From Lila and Elena in Elena Ferrante's Neapolitan Quartet to the protagonists of Zadie Smith's Swing Time, the complexities of female friendship have loomed large in recent contemporary fiction. We might add to this company Meadow Mori and Carrie Wexler, the film-makers whose personal and professional trajectories form the core of Dana Spiotta's fourth novel, Innocents and Others.
Meadow is the dominant partner in the friendship: smarter, prettier and more artistically switched on. She earns critical acclaim making intellectually worthy documentaries; Carrie goes on to make lightweight but lucrative movies. Despite her success Carrie can never quite shake the feeling that Meadow looks down on her work. The contours of their relationship are traced with subtlety and nuance, but this story is as much about art as it is about friendship.
Spiotta has a penchant for writing obsessive, vaguely delusional creative types. The central character in her previous novel, Stone Arabia, from 2011, was a solipsist who passed his time compiling a comprehensive archive of his failed rock band's imagined media clippings. The blurring of truth and fiction is a recurrent motif in Innocents and Others, which begins with Meadow recalling having had an affair with Orson Welles shortly before his death; the anecdote is later outed as a fabrication. There is, says Meadow, an art to telling a lie about yourself: "It is . . . a kind of wish-story . . . It has to feel more dream than lie as you speak it."
Thus her interest in documenting the story of Jelly, a lonely fortysomething call-centre worker who cold-calls Hollywood executives and strikes up intimate friendships with them over the phone. (This is in the 1980s, long before the internet made such creepery drearily quotidian.)
Besotted victim
The connections fizzle out when the men ask to meet – Jelly, who is of unprepossessing appearance, has been passing herself off as someone younger and more attractive – but her alter ego acquires mythical status among the men she befriends. Meadow sets up a recorded meeting between Jelly and one particularly besotted victim, with predictably painful consequences.
Much of Meadow’s oeuvre seeks to discomfort the viewer by rendering, in a morally neutral light, people whose conduct should elicit revulsion: her subjects include national guardsmen who shot student demonstrators in 1970 and Argentine policemen who murdered leftists under the junta.
Taking her inspiration from Welles's claim that he watched John Ford's Stagecoach 40 times in a row in order to learn how to be a director, Meadow puts repetition at the centre of her work: "The longer you looked at a person or a thing you knew, the stranger it became."
To this end she subjects a boyfriend, Deke, to an eight-hour videotaped interview in which he unexpectedly breaks down and confesses to having attacked a man with whom he had had a sexual dalliance. At the heart of this story, then, is the power of the gaze: the idea that you can get at the truth of a person through sheer, intense scrutiny.

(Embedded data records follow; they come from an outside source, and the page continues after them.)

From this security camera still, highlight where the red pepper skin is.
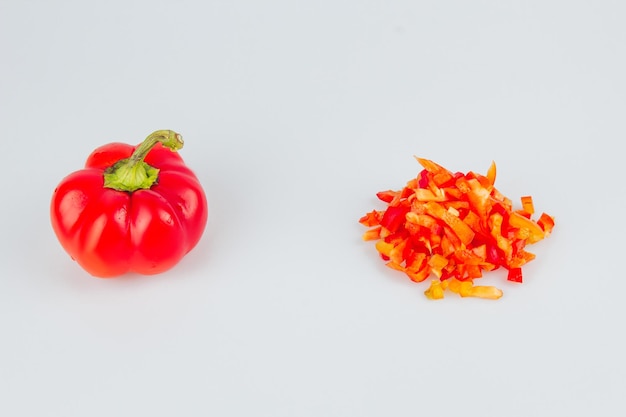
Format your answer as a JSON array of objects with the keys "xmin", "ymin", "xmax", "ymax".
[{"xmin": 50, "ymin": 135, "xmax": 208, "ymax": 278}]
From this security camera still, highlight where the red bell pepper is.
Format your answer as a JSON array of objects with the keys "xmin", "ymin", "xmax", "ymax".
[{"xmin": 50, "ymin": 130, "xmax": 208, "ymax": 278}]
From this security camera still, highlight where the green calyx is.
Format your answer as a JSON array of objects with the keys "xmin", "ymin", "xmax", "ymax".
[{"xmin": 104, "ymin": 130, "xmax": 184, "ymax": 192}]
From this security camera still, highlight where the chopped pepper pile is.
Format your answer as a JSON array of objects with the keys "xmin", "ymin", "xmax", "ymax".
[{"xmin": 359, "ymin": 158, "xmax": 554, "ymax": 299}]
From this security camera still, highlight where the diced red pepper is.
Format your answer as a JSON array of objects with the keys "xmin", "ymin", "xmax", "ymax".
[{"xmin": 359, "ymin": 158, "xmax": 554, "ymax": 299}]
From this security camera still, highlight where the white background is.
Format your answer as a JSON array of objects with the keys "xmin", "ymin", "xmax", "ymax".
[{"xmin": 0, "ymin": 0, "xmax": 626, "ymax": 417}]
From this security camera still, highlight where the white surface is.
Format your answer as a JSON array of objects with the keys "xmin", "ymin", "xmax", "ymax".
[{"xmin": 0, "ymin": 0, "xmax": 626, "ymax": 417}]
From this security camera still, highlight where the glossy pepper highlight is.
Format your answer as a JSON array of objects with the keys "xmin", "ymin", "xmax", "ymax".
[{"xmin": 50, "ymin": 130, "xmax": 208, "ymax": 278}]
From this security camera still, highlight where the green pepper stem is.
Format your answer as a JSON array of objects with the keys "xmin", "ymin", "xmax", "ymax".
[{"xmin": 104, "ymin": 130, "xmax": 184, "ymax": 192}]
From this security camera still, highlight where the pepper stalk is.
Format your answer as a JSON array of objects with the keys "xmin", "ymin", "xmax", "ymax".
[{"xmin": 104, "ymin": 130, "xmax": 184, "ymax": 193}]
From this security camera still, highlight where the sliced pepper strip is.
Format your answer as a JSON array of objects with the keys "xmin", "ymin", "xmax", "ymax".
[{"xmin": 359, "ymin": 157, "xmax": 554, "ymax": 299}]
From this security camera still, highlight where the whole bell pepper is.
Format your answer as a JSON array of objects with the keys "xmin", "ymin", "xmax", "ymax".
[{"xmin": 50, "ymin": 130, "xmax": 208, "ymax": 278}]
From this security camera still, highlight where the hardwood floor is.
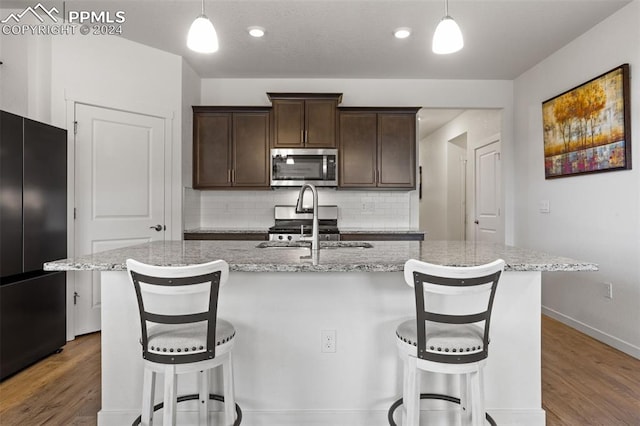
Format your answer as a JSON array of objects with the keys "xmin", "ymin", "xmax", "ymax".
[
  {"xmin": 0, "ymin": 333, "xmax": 100, "ymax": 426},
  {"xmin": 0, "ymin": 316, "xmax": 640, "ymax": 426},
  {"xmin": 542, "ymin": 316, "xmax": 640, "ymax": 426}
]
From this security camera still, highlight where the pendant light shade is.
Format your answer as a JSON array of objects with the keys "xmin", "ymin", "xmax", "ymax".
[
  {"xmin": 187, "ymin": 0, "xmax": 218, "ymax": 53},
  {"xmin": 431, "ymin": 0, "xmax": 464, "ymax": 55}
]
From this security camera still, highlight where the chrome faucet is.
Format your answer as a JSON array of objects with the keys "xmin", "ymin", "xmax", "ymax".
[{"xmin": 296, "ymin": 183, "xmax": 320, "ymax": 251}]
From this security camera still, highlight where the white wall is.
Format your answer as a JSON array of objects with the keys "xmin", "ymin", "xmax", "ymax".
[
  {"xmin": 419, "ymin": 110, "xmax": 509, "ymax": 240},
  {"xmin": 196, "ymin": 79, "xmax": 513, "ymax": 239},
  {"xmin": 181, "ymin": 59, "xmax": 200, "ymax": 229},
  {"xmin": 0, "ymin": 9, "xmax": 51, "ymax": 123},
  {"xmin": 514, "ymin": 0, "xmax": 640, "ymax": 358}
]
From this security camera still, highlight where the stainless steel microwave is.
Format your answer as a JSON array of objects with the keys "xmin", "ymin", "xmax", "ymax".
[{"xmin": 271, "ymin": 148, "xmax": 338, "ymax": 187}]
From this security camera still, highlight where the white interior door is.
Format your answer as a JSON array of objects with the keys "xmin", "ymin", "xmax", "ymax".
[
  {"xmin": 475, "ymin": 138, "xmax": 504, "ymax": 243},
  {"xmin": 74, "ymin": 104, "xmax": 166, "ymax": 335}
]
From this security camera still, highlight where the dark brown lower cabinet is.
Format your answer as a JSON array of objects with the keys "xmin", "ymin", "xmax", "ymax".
[
  {"xmin": 193, "ymin": 106, "xmax": 270, "ymax": 189},
  {"xmin": 338, "ymin": 107, "xmax": 419, "ymax": 189}
]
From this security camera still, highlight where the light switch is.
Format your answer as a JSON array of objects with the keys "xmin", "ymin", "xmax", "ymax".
[{"xmin": 538, "ymin": 200, "xmax": 551, "ymax": 213}]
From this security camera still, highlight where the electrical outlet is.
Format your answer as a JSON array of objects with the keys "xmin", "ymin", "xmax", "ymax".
[
  {"xmin": 320, "ymin": 330, "xmax": 336, "ymax": 353},
  {"xmin": 602, "ymin": 283, "xmax": 613, "ymax": 299},
  {"xmin": 538, "ymin": 200, "xmax": 551, "ymax": 213},
  {"xmin": 362, "ymin": 202, "xmax": 375, "ymax": 213}
]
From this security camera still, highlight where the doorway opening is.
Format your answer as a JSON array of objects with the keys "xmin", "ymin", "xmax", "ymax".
[{"xmin": 418, "ymin": 108, "xmax": 504, "ymax": 243}]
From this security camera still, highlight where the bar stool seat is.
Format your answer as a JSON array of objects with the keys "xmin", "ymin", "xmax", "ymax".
[
  {"xmin": 127, "ymin": 259, "xmax": 242, "ymax": 426},
  {"xmin": 388, "ymin": 259, "xmax": 504, "ymax": 426}
]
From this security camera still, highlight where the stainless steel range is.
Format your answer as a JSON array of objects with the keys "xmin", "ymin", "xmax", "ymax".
[{"xmin": 269, "ymin": 206, "xmax": 340, "ymax": 241}]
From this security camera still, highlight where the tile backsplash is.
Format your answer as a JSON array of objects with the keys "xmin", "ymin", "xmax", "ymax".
[{"xmin": 184, "ymin": 188, "xmax": 415, "ymax": 230}]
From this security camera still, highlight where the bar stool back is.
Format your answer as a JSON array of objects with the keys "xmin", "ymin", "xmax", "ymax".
[
  {"xmin": 389, "ymin": 259, "xmax": 505, "ymax": 426},
  {"xmin": 127, "ymin": 259, "xmax": 241, "ymax": 426}
]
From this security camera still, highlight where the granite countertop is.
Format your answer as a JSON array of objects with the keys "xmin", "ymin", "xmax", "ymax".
[
  {"xmin": 184, "ymin": 227, "xmax": 424, "ymax": 235},
  {"xmin": 44, "ymin": 241, "xmax": 598, "ymax": 272},
  {"xmin": 184, "ymin": 228, "xmax": 268, "ymax": 234},
  {"xmin": 340, "ymin": 228, "xmax": 424, "ymax": 235}
]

Innocents and Others sets its stall out with a parenthetical declaration by Meadow: "I have always been attracted to afterlives, codas, postscripts, discursive asides, and especially misdirection." The novel's collage structure reflects this preoccupation with fragmentation and digression: the first chapter takes the shape of a blog entry narrated by Meadow, complete with "Related Links" and reader comments; we then jump back to the 1980s and third-person narration, with chapters alternating between Jelly's backstory and Meadow and Carrie's formative years; Deke's meltdown is related in a screenplay format, and is followed by a chapter outlining Meadow's documentary output with biographical neatness, including subheadings for each film; we then return to the 21st century with a first-person blog entry, this time by Carrie; and then revert to the third person once again.
When, in the latter stages of the novel, Meadow has a crisis of conscience – she becomes convinced that all her films are cynically exploitative – her meltdown is pointedly overwritten: she compiles a list of her personal flaws, entitled “My transgressions”, and bemoans her narcissism at length, so that we are invited to regard her self-flagellation as an act of privilege.
Here, as throughout the book, the academic overtones are not exactly worn lightly: the timbre is earnestly, unapologetically disquisitional. On another level, though, Innocents and Others is an altogether happier, less complicated thing: an affectionate homage to the cinematic form itself. Whether it's Meadow waxing nostalgic about the symbolic significance of picture houses in the small-town US or Carrie's fond recollections of watching lowbrow sitcoms en famille, Spiotta's novel celebrates the solace of losing yourself in moving pictures, any which way.